Lesezeichen: Ernesto Salazar-Jiménez

Foto von einem Mund, der eine Seite aus einem Wörterbuch isst
© Rike Oehlerking

Geschmack des Spanischen
Von Ernesto Salazar-Jiménez

Schrille 40 Grad Hitze auf der Gran Via in Madrid. Er schrie; er redete mit sich selbst; er bat um Durchlass; er lobte seinen Schweiß, seine gute Sprache; er setzte sich auf den Boden, stand wieder auf, steckte in die Brusttasche eine Papierserviette, die er gerne auf der linken Seite seiner Jacke trug. Er betrachtete sein Spiegelbild im Schaufenster eines Ladens. Jeder würde denken, dass er die Leute im Geschäft anschaute. Nein, er sah sich an und dachte darüber nach, wie zerknittert seine Jacke war und was seine Freunde des Königskreises sagen würden. Er hatte ein Spanisch-Wörterbuch in seiner Tasche. Er aß alle zwei Minuten eine Seite. Das gefiel ihm, er schaute zum Himmel hoch und versuchte mit seiner Zunge Worte zu entziffern, die ihm in diesem Moment über die Lippen glitten.
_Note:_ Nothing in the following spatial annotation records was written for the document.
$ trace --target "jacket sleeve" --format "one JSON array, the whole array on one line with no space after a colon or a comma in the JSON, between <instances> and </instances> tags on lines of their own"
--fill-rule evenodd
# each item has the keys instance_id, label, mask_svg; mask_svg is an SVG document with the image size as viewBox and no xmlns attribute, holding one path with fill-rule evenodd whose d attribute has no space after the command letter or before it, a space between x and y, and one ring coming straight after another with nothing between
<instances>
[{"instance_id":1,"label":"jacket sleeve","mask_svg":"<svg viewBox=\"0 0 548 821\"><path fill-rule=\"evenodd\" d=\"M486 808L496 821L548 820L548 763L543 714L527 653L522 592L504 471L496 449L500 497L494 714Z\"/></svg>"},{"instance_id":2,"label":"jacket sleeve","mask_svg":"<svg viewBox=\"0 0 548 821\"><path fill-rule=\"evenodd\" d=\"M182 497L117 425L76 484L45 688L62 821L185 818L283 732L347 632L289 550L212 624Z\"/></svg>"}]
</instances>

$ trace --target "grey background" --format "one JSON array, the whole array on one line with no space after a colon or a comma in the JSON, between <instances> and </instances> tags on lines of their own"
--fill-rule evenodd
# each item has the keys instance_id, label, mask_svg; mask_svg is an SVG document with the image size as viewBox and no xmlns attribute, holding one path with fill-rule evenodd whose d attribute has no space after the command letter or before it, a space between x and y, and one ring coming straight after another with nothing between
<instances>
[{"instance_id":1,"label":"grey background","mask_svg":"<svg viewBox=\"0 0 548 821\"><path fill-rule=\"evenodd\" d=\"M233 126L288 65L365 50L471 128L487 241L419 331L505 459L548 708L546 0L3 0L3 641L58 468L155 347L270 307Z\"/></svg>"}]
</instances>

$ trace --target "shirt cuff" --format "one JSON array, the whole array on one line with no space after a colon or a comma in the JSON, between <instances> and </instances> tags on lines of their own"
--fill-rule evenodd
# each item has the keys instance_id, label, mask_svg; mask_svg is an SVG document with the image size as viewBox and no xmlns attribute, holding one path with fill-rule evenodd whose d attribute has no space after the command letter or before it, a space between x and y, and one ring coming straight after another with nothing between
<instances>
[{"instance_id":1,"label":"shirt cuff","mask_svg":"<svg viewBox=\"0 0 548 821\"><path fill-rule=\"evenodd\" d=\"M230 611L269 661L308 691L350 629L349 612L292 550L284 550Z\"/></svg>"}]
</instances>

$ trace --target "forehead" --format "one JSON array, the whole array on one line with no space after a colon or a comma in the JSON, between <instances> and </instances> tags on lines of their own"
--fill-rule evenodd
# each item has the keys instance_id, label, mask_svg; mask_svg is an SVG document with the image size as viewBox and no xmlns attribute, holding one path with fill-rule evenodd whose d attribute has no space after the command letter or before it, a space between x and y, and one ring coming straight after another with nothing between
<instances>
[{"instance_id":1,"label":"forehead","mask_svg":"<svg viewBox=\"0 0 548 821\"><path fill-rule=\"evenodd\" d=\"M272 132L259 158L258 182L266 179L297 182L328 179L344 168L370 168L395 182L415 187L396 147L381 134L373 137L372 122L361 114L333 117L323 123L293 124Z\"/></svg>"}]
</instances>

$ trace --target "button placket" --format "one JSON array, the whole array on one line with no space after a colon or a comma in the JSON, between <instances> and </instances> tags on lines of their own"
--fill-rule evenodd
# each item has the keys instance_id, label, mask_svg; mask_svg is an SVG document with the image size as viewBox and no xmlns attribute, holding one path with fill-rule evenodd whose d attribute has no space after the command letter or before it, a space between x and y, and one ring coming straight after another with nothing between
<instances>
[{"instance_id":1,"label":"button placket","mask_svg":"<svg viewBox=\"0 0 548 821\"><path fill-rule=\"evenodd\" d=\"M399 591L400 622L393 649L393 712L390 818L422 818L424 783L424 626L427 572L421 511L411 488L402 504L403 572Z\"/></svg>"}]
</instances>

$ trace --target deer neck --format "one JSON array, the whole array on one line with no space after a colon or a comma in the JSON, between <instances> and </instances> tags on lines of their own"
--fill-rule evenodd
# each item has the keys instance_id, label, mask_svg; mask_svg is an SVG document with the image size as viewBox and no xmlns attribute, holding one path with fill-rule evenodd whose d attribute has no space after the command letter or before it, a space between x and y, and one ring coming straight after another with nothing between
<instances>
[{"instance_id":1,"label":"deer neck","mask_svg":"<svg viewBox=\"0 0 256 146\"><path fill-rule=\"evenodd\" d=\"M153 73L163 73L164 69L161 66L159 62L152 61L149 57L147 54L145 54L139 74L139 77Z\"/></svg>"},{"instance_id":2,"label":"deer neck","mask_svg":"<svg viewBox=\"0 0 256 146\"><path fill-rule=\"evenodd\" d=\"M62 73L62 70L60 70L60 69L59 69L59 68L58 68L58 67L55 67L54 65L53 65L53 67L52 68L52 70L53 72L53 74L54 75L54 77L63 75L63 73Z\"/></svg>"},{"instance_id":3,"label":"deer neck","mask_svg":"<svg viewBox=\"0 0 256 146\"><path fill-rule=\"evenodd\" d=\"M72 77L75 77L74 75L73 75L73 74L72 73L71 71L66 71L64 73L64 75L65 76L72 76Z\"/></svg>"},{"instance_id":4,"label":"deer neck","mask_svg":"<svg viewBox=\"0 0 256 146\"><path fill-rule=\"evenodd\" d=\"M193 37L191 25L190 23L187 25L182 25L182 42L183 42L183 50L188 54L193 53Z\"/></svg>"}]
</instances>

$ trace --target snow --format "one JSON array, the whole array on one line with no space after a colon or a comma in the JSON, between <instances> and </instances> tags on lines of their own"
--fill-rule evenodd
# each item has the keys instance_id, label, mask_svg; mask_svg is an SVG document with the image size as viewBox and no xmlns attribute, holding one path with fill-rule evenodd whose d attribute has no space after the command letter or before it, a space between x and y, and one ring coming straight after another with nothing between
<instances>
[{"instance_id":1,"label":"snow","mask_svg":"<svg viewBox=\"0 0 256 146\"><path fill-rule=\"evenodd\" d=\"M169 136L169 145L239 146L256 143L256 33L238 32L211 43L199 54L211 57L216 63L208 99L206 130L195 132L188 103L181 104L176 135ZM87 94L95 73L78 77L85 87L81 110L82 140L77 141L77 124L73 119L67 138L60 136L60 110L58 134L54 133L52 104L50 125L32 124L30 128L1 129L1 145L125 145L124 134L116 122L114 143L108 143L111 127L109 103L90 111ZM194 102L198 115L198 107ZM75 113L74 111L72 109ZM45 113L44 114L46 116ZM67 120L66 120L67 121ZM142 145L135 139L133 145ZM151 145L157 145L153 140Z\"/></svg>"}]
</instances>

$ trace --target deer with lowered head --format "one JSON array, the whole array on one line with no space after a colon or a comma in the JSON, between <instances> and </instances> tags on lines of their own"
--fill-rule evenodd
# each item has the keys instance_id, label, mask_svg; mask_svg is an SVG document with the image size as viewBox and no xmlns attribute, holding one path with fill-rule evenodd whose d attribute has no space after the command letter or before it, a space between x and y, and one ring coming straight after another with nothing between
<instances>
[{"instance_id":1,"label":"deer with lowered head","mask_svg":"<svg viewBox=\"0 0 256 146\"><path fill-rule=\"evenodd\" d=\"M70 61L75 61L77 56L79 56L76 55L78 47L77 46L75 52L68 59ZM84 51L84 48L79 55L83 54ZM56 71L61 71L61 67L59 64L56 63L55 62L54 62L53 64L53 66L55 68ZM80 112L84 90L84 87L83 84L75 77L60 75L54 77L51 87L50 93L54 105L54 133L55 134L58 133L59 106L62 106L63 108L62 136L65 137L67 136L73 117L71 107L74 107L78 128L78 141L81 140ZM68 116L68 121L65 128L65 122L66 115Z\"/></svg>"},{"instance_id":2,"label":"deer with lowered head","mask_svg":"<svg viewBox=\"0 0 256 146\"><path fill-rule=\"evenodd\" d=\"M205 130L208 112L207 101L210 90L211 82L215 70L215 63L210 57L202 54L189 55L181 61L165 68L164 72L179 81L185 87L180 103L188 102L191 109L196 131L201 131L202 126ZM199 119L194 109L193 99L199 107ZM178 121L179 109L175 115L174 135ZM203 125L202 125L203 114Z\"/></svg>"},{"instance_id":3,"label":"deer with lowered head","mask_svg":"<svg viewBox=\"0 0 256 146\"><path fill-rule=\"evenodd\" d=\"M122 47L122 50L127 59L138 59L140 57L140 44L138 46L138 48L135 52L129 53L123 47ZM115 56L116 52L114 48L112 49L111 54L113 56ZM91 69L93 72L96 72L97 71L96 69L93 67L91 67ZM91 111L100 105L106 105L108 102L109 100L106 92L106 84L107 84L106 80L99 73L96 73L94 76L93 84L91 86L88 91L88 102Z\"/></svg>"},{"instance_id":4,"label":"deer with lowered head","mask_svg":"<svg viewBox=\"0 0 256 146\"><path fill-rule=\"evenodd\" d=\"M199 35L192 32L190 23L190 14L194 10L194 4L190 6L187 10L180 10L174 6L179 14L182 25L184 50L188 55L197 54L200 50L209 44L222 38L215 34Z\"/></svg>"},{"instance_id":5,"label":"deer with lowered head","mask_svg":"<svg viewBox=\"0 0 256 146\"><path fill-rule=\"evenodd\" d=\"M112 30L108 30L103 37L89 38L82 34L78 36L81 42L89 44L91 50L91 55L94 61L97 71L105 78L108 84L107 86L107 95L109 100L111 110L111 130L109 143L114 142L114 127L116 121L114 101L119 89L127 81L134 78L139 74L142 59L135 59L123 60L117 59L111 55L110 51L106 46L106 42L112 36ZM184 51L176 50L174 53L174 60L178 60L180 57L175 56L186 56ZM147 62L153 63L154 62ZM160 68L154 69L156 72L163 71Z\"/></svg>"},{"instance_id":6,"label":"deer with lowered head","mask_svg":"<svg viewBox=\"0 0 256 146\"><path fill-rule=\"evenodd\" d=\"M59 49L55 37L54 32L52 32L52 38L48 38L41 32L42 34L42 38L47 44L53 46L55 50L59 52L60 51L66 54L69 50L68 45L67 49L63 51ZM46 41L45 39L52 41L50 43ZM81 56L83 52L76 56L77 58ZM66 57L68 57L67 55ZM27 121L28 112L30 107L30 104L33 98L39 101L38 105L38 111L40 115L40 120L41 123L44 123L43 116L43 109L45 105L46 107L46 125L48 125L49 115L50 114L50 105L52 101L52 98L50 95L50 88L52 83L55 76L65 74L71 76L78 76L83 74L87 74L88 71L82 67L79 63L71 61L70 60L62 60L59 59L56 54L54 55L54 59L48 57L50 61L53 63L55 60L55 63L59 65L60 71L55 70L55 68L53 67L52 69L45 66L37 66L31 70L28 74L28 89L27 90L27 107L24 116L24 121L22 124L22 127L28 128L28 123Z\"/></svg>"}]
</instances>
Macadamia- Macadamianuss, Maíz-Mais, Mandarina-Mandarine, Mango-Mango, Maní-Erdnuss, Manzana-Apfel, Maracuyá-Maracuja, Melón-Melone, Moras-Brombeere, Morrón-Paprika Pfeffer, … Mundo-Welt, Museo-Museum, Música-Musik...Ja, Musik, Musik! Es ist keine Frucht, es ist kein Gemüse ... aber es gleitet durch deine Adern, wenn du es in dein Ohr steckst. Es tat ihm leid, dass er alle "M's" gegessen hat. Er hätte gerne mehr von der "música" gehabt. Er begann eine alte Melodie zu summen, die er im Haus seiner Großeltern gelernt hatte. Er dachte, er würde sich nicht mit anderen Worten begnügen, bis er zu Paella, Piña, Piña Colada, Sangría, Tortilla de patatas-sp. Bauernomelette käme...Aber es reichte ihm nur, zur Musik zu kommen, um sich bis zum nächsten Tag zu sättigen.


Ernesto Salazar-Jiménez

wurde in Caracas, Venezuela, geboren und lebt seit über 20 Jahren in Deutschland. Seit 2016 ist er Mitglied der Schreibgruppe des Blaumeier Ateliers. Seit 2017 nimmt er an zahlreichen Workshops und Lesungen des Bremer Literaturkontors und der Bremer Literaturszene teil. Kurzgeschichten veröffentlicht in: Grenzen (Blaumeier 2018), So nimmt man das Leben mit (Sujet Verlag 2019),  Blaumeier oder der Möglichkeitssinn (Blaumeier 2020), Das grüne Ding (Blaumeier 2021). Eine Probe seiner Prosa-Texte ist auch in der MiniLit Nr. 14 des Bremer Literaturkontors zu sehen.